As for gonadotropins, they do not cause primary side effects but only secondary ones due to the ovarian hyperstimulation. So, the stronger the ovarian response to gonadotropins is, the more frequent and expected the side effects are (such as bloating in the abdomen, abdominal pain, or breast pain). Certainly, the most serious side effect is the one known as ovarian hyperstimulation syndrome which cannot always be predicted and avoided as its occurrence is much contributed by the woman’s own characteristics. According to its severity, this syndrome is characterized by ovarian distention, fluid collection into the woman’s abdomen (or even into the thorax), abdominal distention, nausea, vomiting, breathing difficulty, tendency to thrombosis, kidney function disorders. Fortunately the ovarian hyperstimulation syndrome occurs in a small number of cases, the treatment of which must be meticulous.
This question is almost always posed by couples that will join an IVF program, and becomes more anxious if the woman has to undergo many IVF efforts. The main concern is about the association of fertility drugs with the risk of developing various forms of gynecological cancer. So the answer to this question must be careful and scientifically grounded.
The relation between fertility drugs and breast cancer has been investigated in 12 large, reliable studies. In nine out of those studies there has been no proof of any statistically significant association between fertility drug intake and risk of breast cancer; in one of them an increase of risk was observed in the generally subfertile population regardless the intake of drugs; in one of them there was only a temporary increase in cancer occurrence (for the first year of drug intake) which was attributed to the development of pre-existing tumors; in only one of those studies (which was of a relatively low statistical validity) an increase in cancer occurrence was observed, and that was only in women using drugs for more than six ovarian stimulation cycles. It should be noted that the abovementioned conclusions regard ‘fresh’ ovarian stimulation cycles and not cryopreserved embryo-thawing transfer cycles. Subsequently, the results drawn until now are rather reassuring about the safety against future cancer development in women having undergone IVF efforts.

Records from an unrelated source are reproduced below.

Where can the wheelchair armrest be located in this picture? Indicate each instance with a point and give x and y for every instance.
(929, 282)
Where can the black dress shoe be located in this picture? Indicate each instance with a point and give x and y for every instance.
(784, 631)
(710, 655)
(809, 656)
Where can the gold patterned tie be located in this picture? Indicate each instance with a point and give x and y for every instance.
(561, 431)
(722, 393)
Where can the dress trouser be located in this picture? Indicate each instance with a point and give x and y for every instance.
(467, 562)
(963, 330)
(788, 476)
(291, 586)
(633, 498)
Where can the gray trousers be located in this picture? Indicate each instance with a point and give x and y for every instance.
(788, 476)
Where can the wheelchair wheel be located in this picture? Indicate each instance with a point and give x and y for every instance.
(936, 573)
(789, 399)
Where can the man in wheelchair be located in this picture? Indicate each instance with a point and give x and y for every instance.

The relation between fertility drugs and endometrial cancer has been investigated in six large studies; none of these studies have revealed any significant correlation between administration of gonadotropin injections and increased risk of developing this type of cancer. Finally, the results drawn from a great number of reliable studies on the investigation of correlation between fertility drugs and risk of ovarian cancer appear to be equally reassuring.